Software can do a number of things to thwart power analysis. Fundamentally, power analysis looks at power consumption to extract information about operations carried out inside the device. To make sense of the data it needs to know the correlation between device power consumption and the algorithm steps carried out by the device.
- make time matching of operations harder
- randomise order of S-box application in each round
- shuffle in dummy computations on additional unused values
- reduce leaked information from each operation by masking values during computations
Here's a good intro paper to look at for algorithm modifications
Less well known are changes to the mode of operation of cryptographic components. Power analysis on a given implementation may require hundreds to thousands of power traces on unique inputs. An attacker feeds plaintexts or ciphertexts of their choice into a keyed cryptographic function. Limiting the number of times a key can be used, or the range of inputs it will accept can limit the attacker's ability to extract information about a key.
As an example, when performing a key derivation using an attacker controlled Nonce from a master key. Instead of doing k=AES_enc(Nonce,K_master)
which allows the attacker 2^128 queries of the key, the nonce can be broken into n
bit parts and each part mixed with the master key in a single AES operation. Similarly, high level constructions that rotate keys frequently cost little but avoid giving the attacker time to extract information from any one key.
There's an app note from Microchip about that somewhere.
Finally, consider rate limiting. Make acquiring each power trace take longer. As an example, if a bank card is being used to perform a transaction requiring PIN entry, a software timer to delay cryptographic operations until 5-10 seconds after power on of the card might be acceptable.
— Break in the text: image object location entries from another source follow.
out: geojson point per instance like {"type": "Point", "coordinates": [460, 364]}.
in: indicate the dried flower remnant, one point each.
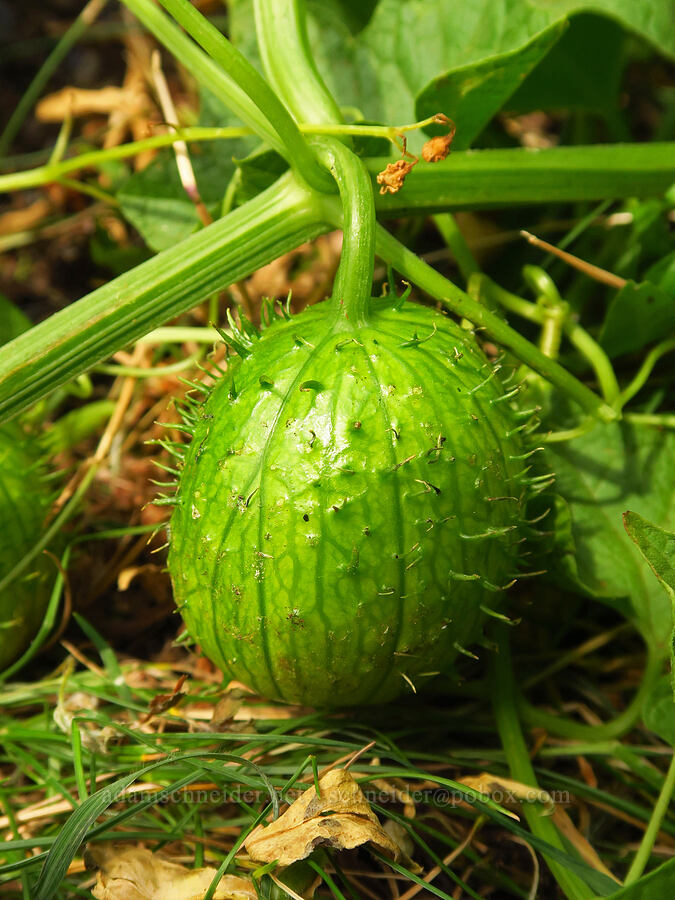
{"type": "Point", "coordinates": [438, 147]}
{"type": "Point", "coordinates": [392, 177]}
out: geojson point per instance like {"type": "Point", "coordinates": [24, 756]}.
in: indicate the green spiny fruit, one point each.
{"type": "Point", "coordinates": [350, 504]}
{"type": "Point", "coordinates": [25, 496]}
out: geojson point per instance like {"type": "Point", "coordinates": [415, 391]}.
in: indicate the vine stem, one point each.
{"type": "Point", "coordinates": [641, 859]}
{"type": "Point", "coordinates": [353, 282]}
{"type": "Point", "coordinates": [431, 281]}
{"type": "Point", "coordinates": [513, 743]}
{"type": "Point", "coordinates": [228, 74]}
{"type": "Point", "coordinates": [575, 333]}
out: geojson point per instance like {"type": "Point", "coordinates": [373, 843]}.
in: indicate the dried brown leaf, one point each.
{"type": "Point", "coordinates": [135, 873]}
{"type": "Point", "coordinates": [340, 818]}
{"type": "Point", "coordinates": [72, 101]}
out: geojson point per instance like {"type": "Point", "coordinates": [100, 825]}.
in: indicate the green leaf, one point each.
{"type": "Point", "coordinates": [154, 200]}
{"type": "Point", "coordinates": [599, 475]}
{"type": "Point", "coordinates": [658, 549]}
{"type": "Point", "coordinates": [472, 94]}
{"type": "Point", "coordinates": [414, 58]}
{"type": "Point", "coordinates": [641, 313]}
{"type": "Point", "coordinates": [657, 885]}
{"type": "Point", "coordinates": [574, 75]}
{"type": "Point", "coordinates": [638, 315]}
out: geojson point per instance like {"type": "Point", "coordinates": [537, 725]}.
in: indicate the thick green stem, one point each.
{"type": "Point", "coordinates": [53, 171]}
{"type": "Point", "coordinates": [354, 279]}
{"type": "Point", "coordinates": [626, 720]}
{"type": "Point", "coordinates": [254, 85]}
{"type": "Point", "coordinates": [478, 179]}
{"type": "Point", "coordinates": [233, 79]}
{"type": "Point", "coordinates": [520, 767]}
{"type": "Point", "coordinates": [86, 332]}
{"type": "Point", "coordinates": [293, 74]}
{"type": "Point", "coordinates": [417, 271]}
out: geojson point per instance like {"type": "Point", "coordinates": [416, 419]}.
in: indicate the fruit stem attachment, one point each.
{"type": "Point", "coordinates": [431, 281]}
{"type": "Point", "coordinates": [354, 278]}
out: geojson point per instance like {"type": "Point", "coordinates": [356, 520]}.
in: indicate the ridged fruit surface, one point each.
{"type": "Point", "coordinates": [350, 498]}
{"type": "Point", "coordinates": [24, 501]}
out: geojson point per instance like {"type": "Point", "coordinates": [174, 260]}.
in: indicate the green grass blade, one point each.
{"type": "Point", "coordinates": [90, 330]}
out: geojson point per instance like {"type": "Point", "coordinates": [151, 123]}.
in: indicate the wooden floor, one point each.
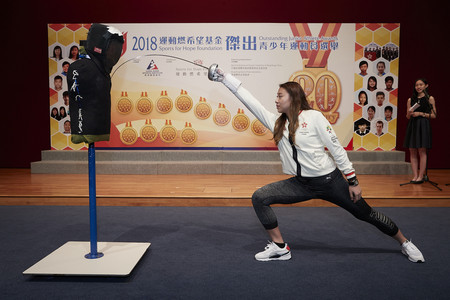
{"type": "Point", "coordinates": [20, 187]}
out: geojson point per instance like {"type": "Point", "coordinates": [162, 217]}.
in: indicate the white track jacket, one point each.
{"type": "Point", "coordinates": [312, 136]}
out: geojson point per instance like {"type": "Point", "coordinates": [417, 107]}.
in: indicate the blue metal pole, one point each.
{"type": "Point", "coordinates": [92, 204]}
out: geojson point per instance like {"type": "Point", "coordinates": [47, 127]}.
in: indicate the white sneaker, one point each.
{"type": "Point", "coordinates": [411, 251]}
{"type": "Point", "coordinates": [273, 252]}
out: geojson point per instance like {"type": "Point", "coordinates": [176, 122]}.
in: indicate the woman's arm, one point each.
{"type": "Point", "coordinates": [408, 107]}
{"type": "Point", "coordinates": [433, 113]}
{"type": "Point", "coordinates": [253, 105]}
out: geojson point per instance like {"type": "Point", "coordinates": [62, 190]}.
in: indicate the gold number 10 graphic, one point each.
{"type": "Point", "coordinates": [322, 89]}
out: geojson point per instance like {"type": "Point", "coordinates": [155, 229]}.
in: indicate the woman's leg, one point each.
{"type": "Point", "coordinates": [423, 163]}
{"type": "Point", "coordinates": [337, 192]}
{"type": "Point", "coordinates": [282, 192]}
{"type": "Point", "coordinates": [414, 163]}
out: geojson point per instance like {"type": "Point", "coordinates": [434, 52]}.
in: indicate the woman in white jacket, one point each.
{"type": "Point", "coordinates": [301, 135]}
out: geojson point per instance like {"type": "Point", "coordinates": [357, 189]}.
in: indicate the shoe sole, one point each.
{"type": "Point", "coordinates": [283, 257]}
{"type": "Point", "coordinates": [411, 259]}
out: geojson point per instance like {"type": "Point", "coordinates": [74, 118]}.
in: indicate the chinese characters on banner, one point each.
{"type": "Point", "coordinates": [161, 97]}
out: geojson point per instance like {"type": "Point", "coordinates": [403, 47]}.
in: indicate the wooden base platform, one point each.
{"type": "Point", "coordinates": [21, 187]}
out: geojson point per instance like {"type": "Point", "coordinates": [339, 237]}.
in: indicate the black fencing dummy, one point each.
{"type": "Point", "coordinates": [89, 85]}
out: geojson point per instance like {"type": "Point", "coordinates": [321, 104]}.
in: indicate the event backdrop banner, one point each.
{"type": "Point", "coordinates": [161, 97]}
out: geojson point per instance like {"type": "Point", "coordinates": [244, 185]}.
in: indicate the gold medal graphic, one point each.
{"type": "Point", "coordinates": [240, 121]}
{"type": "Point", "coordinates": [168, 133]}
{"type": "Point", "coordinates": [124, 105]}
{"type": "Point", "coordinates": [164, 104]}
{"type": "Point", "coordinates": [128, 135]}
{"type": "Point", "coordinates": [183, 102]}
{"type": "Point", "coordinates": [188, 134]}
{"type": "Point", "coordinates": [144, 105]}
{"type": "Point", "coordinates": [258, 128]}
{"type": "Point", "coordinates": [149, 133]}
{"type": "Point", "coordinates": [221, 116]}
{"type": "Point", "coordinates": [202, 109]}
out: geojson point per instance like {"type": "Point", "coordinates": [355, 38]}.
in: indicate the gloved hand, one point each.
{"type": "Point", "coordinates": [215, 73]}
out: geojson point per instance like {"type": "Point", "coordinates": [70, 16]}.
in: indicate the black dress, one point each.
{"type": "Point", "coordinates": [418, 132]}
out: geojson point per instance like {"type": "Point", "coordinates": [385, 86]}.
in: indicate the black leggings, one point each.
{"type": "Point", "coordinates": [332, 188]}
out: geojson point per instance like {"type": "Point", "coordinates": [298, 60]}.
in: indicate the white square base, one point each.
{"type": "Point", "coordinates": [119, 260]}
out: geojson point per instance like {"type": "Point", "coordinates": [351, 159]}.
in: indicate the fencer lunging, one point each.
{"type": "Point", "coordinates": [301, 135]}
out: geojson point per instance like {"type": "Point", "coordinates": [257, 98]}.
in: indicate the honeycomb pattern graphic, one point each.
{"type": "Point", "coordinates": [377, 45]}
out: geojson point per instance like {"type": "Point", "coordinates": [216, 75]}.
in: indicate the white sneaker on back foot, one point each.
{"type": "Point", "coordinates": [273, 252]}
{"type": "Point", "coordinates": [412, 252]}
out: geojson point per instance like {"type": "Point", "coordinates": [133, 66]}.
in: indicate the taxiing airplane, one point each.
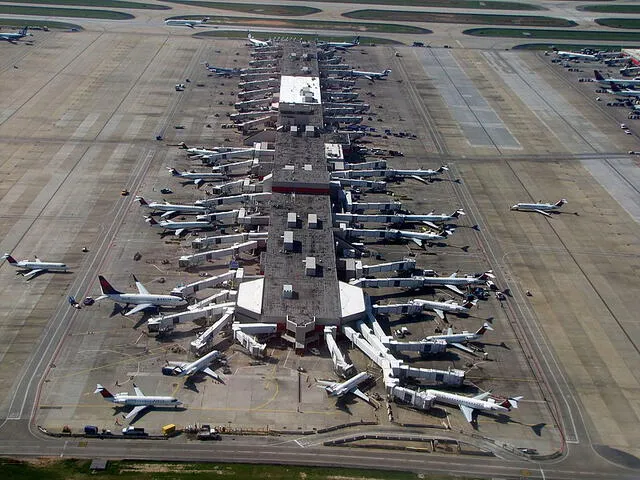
{"type": "Point", "coordinates": [139, 401]}
{"type": "Point", "coordinates": [440, 308]}
{"type": "Point", "coordinates": [620, 82]}
{"type": "Point", "coordinates": [178, 227]}
{"type": "Point", "coordinates": [542, 208]}
{"type": "Point", "coordinates": [34, 268]}
{"type": "Point", "coordinates": [468, 404]}
{"type": "Point", "coordinates": [336, 389]}
{"type": "Point", "coordinates": [176, 22]}
{"type": "Point", "coordinates": [142, 300]}
{"type": "Point", "coordinates": [341, 45]}
{"type": "Point", "coordinates": [184, 369]}
{"type": "Point", "coordinates": [370, 75]}
{"type": "Point", "coordinates": [458, 339]}
{"type": "Point", "coordinates": [453, 282]}
{"type": "Point", "coordinates": [170, 209]}
{"type": "Point", "coordinates": [14, 37]}
{"type": "Point", "coordinates": [258, 43]}
{"type": "Point", "coordinates": [198, 177]}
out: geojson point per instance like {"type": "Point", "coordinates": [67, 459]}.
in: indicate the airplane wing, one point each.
{"type": "Point", "coordinates": [135, 411]}
{"type": "Point", "coordinates": [139, 308]}
{"type": "Point", "coordinates": [358, 393]}
{"type": "Point", "coordinates": [467, 412]}
{"type": "Point", "coordinates": [542, 212]}
{"type": "Point", "coordinates": [462, 347]}
{"type": "Point", "coordinates": [33, 273]}
{"type": "Point", "coordinates": [455, 289]}
{"type": "Point", "coordinates": [141, 288]}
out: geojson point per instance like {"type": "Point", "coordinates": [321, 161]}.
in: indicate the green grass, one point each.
{"type": "Point", "coordinates": [257, 8]}
{"type": "Point", "coordinates": [64, 12]}
{"type": "Point", "coordinates": [586, 35]}
{"type": "Point", "coordinates": [467, 4]}
{"type": "Point", "coordinates": [79, 469]}
{"type": "Point", "coordinates": [315, 25]}
{"type": "Point", "coordinates": [94, 3]}
{"type": "Point", "coordinates": [619, 22]}
{"type": "Point", "coordinates": [19, 23]}
{"type": "Point", "coordinates": [364, 41]}
{"type": "Point", "coordinates": [459, 18]}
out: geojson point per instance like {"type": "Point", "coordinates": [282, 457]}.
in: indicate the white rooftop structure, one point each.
{"type": "Point", "coordinates": [299, 90]}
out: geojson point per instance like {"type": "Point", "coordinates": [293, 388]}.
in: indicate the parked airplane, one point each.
{"type": "Point", "coordinates": [446, 307]}
{"type": "Point", "coordinates": [341, 45]}
{"type": "Point", "coordinates": [170, 209]}
{"type": "Point", "coordinates": [370, 75]}
{"type": "Point", "coordinates": [258, 43]}
{"type": "Point", "coordinates": [222, 70]}
{"type": "Point", "coordinates": [184, 369]}
{"type": "Point", "coordinates": [179, 227]}
{"type": "Point", "coordinates": [139, 401]}
{"type": "Point", "coordinates": [453, 282]}
{"type": "Point", "coordinates": [458, 339]}
{"type": "Point", "coordinates": [620, 82]}
{"type": "Point", "coordinates": [468, 404]}
{"type": "Point", "coordinates": [185, 22]}
{"type": "Point", "coordinates": [142, 300]}
{"type": "Point", "coordinates": [542, 208]}
{"type": "Point", "coordinates": [14, 37]}
{"type": "Point", "coordinates": [198, 177]}
{"type": "Point", "coordinates": [36, 267]}
{"type": "Point", "coordinates": [336, 389]}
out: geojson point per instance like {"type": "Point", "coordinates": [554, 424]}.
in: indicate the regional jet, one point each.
{"type": "Point", "coordinates": [468, 404]}
{"type": "Point", "coordinates": [335, 389]}
{"type": "Point", "coordinates": [31, 269]}
{"type": "Point", "coordinates": [542, 208]}
{"type": "Point", "coordinates": [142, 300]}
{"type": "Point", "coordinates": [14, 37]}
{"type": "Point", "coordinates": [458, 339]}
{"type": "Point", "coordinates": [178, 227]}
{"type": "Point", "coordinates": [446, 307]}
{"type": "Point", "coordinates": [610, 81]}
{"type": "Point", "coordinates": [370, 75]}
{"type": "Point", "coordinates": [170, 209]}
{"type": "Point", "coordinates": [139, 401]}
{"type": "Point", "coordinates": [176, 22]}
{"type": "Point", "coordinates": [198, 177]}
{"type": "Point", "coordinates": [184, 369]}
{"type": "Point", "coordinates": [258, 43]}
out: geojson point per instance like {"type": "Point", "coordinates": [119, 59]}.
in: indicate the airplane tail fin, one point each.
{"type": "Point", "coordinates": [103, 391]}
{"type": "Point", "coordinates": [106, 287]}
{"type": "Point", "coordinates": [10, 259]}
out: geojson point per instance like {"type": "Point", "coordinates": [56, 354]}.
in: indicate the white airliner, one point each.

Another option for rate limiting for online protocols is to use asymmetric cryptography to do an initial challenge response protocol before the device allows a sensitive key to be used. As an example, the device could store the root of a Merkle tree of 2^N
hashed answer values. It randomly generates a challenge 0 ≤ challenge < 2^N
and expects to receive the corresponding answer value and intermediate leaf hashes that can be used to reach the stored root hash. That's a simple bit of public key cryptography that only requires symmetric primitives. An attacker who has captured k
challenge response pairs has their attack slowed by 2^N/k
unless they're performing an online attack.